On 22 December 2011, Preliminary Flood Risk Assessments (PFRAs) were made available to the public through the Environment Agency Wales web site portal. For the first time, an assessment of local flood risk has been produced by all 174 Lead Local Flood Authorities (LLFAs) in England and Wales. They fulfil statutory requirements under the EU Floods Directive, which is implemented in England and Wales by the Flood Risk Regulations 2009 (the Regulations). They will be used to inform decision-making and enable targeted action by local authorities.
Click on the link below to see the City and County of Swansea PFRA
What is a PFRA?
A PFRA is a high-level assessment of local flood risk, involving the collection and reporting of information on past (historic) and future (potential) floods to identify where the risk of flooding may be an issue within a LLFA area. In addition, information in the PFRA is used to confirm Flood Risk Areas - areas where flood risk is a significant issue and the next stages of the EU Floods Directive apply.
PFRAs only cover local sources of flood risk ie flooding from ordinary watercourses (small rivers, streams and ditches), surface runoff and ground water. They do not include flood risk from main rivers, the sea and reservoirs, as these sources of flooding are the responsibility of the Environment Agency. However they do consider interactions with all potential sources of flooding where appropriate.
Why are PFRAs important?
PFRAs provide a comprehensive assessment of flood risk from local sources across all of England and Wales for the first time. They will be used to provide the evidence base for LLFAs to develop their local flood risk management strategies which are required under the Flood and Water Management Act.
Who has been involved in producing PFRAs?
LLFAs were responsible for developing PFRAs. Responsibilities under the Regulations are consistent with the Flood and Water Management Act, which gives local authorities a role to co-ordinate the management of local sources of flood risk.

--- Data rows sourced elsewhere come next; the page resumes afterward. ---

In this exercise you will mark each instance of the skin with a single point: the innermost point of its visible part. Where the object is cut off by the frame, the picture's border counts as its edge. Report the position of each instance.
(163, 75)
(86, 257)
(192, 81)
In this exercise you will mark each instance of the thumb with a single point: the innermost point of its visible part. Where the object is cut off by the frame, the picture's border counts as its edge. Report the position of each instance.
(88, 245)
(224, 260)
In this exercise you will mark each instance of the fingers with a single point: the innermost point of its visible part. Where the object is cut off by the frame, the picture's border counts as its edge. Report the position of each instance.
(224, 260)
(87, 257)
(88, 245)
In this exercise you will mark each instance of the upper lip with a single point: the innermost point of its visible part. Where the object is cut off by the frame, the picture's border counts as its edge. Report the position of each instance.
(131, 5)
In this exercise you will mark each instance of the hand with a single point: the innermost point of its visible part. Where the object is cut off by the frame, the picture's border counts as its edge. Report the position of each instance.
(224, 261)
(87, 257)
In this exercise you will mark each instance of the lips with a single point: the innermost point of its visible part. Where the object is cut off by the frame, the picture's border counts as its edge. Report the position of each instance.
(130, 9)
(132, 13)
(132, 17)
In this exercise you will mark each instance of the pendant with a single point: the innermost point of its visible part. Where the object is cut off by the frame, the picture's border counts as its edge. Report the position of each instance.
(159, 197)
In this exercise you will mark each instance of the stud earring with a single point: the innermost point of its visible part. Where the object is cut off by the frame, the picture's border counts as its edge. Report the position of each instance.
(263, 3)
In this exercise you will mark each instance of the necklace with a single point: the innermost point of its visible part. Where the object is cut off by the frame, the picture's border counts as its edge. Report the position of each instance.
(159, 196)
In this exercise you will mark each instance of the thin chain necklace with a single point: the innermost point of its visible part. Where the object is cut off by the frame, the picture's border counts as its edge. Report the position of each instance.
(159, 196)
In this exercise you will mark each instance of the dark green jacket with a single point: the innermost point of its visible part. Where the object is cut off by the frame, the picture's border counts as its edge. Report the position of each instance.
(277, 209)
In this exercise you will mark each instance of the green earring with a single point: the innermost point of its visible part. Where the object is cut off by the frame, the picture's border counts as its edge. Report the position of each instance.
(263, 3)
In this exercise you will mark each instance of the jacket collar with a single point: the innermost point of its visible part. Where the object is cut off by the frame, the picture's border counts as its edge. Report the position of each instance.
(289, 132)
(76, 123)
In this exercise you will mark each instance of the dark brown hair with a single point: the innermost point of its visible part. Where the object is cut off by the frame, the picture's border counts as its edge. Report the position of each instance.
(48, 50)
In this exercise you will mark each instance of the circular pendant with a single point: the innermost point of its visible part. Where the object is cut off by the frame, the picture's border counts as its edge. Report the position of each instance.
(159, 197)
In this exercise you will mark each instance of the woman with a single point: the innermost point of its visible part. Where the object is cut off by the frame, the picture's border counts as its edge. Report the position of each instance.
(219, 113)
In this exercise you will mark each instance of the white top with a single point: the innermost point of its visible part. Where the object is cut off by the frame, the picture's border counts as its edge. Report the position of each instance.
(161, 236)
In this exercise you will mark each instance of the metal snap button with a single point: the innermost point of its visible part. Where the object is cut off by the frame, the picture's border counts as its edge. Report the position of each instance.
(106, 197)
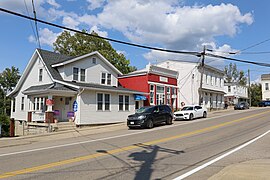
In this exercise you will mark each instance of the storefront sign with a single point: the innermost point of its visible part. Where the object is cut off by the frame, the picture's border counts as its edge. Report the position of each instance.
(163, 79)
(49, 102)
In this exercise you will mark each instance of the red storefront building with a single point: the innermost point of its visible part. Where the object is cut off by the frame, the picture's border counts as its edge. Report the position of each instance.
(159, 83)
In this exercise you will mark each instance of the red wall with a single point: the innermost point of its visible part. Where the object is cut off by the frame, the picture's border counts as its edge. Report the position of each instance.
(138, 83)
(155, 78)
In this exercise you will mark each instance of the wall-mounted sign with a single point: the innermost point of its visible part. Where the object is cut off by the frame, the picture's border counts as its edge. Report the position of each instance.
(49, 102)
(163, 79)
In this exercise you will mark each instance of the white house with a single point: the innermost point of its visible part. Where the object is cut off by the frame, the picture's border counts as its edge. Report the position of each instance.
(84, 88)
(189, 76)
(265, 81)
(235, 93)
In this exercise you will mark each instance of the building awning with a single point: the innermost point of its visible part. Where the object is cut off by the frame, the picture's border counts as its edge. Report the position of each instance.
(139, 97)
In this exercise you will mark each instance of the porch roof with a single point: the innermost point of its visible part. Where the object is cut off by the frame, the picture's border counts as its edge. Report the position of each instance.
(49, 88)
(93, 86)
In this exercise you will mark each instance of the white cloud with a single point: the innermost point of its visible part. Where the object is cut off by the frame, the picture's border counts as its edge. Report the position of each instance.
(95, 4)
(170, 25)
(46, 37)
(100, 33)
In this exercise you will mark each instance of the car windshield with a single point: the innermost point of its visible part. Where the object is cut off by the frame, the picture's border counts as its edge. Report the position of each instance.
(187, 108)
(144, 110)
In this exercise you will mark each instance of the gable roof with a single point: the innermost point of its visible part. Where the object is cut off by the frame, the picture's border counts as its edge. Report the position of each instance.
(74, 59)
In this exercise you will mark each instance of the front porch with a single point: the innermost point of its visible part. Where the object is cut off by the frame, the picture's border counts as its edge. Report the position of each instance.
(54, 104)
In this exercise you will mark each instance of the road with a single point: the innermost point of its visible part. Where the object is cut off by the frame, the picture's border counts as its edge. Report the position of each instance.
(165, 152)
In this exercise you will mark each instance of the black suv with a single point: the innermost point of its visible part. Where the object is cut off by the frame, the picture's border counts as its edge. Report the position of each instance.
(147, 117)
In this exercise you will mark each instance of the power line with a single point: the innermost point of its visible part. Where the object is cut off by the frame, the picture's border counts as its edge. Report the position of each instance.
(35, 19)
(108, 39)
(238, 60)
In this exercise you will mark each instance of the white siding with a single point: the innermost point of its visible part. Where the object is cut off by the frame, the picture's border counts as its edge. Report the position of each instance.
(90, 115)
(93, 71)
(32, 79)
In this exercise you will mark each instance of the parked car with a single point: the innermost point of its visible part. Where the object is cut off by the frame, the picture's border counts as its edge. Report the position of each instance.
(147, 117)
(264, 103)
(241, 105)
(190, 112)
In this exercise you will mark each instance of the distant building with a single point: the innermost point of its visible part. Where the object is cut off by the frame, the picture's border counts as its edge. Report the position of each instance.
(160, 84)
(189, 76)
(235, 93)
(265, 81)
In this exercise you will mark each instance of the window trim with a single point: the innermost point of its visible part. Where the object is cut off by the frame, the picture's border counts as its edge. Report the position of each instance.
(40, 75)
(104, 102)
(73, 73)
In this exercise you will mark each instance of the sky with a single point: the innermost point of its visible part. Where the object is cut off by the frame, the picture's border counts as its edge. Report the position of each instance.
(188, 25)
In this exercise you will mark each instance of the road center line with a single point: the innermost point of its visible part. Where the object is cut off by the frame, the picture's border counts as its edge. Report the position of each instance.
(123, 149)
(106, 138)
(220, 157)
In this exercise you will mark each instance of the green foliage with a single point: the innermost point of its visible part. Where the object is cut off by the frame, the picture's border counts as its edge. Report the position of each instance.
(256, 94)
(233, 75)
(4, 121)
(80, 44)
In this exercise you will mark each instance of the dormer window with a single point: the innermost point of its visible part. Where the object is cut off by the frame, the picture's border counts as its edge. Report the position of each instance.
(83, 75)
(75, 74)
(94, 61)
(40, 74)
(106, 78)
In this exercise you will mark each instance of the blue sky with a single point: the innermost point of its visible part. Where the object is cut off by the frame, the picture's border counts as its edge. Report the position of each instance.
(172, 24)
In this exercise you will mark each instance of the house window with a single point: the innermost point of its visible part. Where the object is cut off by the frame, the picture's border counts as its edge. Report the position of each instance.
(75, 74)
(94, 61)
(168, 95)
(22, 104)
(100, 102)
(103, 102)
(127, 103)
(83, 75)
(106, 78)
(14, 105)
(109, 79)
(103, 78)
(40, 75)
(121, 102)
(160, 96)
(152, 91)
(39, 104)
(107, 102)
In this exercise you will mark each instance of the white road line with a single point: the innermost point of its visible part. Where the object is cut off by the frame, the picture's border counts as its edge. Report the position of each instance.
(219, 158)
(113, 137)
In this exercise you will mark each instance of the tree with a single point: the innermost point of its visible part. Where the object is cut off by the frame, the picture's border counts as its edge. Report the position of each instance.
(232, 75)
(8, 80)
(256, 94)
(80, 44)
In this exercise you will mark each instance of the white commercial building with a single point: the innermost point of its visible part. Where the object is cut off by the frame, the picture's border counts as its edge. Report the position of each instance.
(189, 78)
(235, 93)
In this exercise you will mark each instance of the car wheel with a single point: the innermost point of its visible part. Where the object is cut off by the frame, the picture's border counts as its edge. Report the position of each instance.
(204, 114)
(169, 120)
(191, 116)
(150, 124)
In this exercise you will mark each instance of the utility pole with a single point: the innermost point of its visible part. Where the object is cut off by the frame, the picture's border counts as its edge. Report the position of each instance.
(202, 72)
(249, 92)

How were Flood Risk Areas identified?
Defra and Welsh Government issued guidance on a method for selecting and reviewing Flood Risk Areas which included setting criteria and thresholds. The thresholds were determined by Ministers
There are ten 'indicative Flood Risk Areas in England covering approximately a third of properties at risk of surface water flooding in England with Eight identified in Wales covering approximately 40 per cent of properties at risk of surface water flooding in Wales.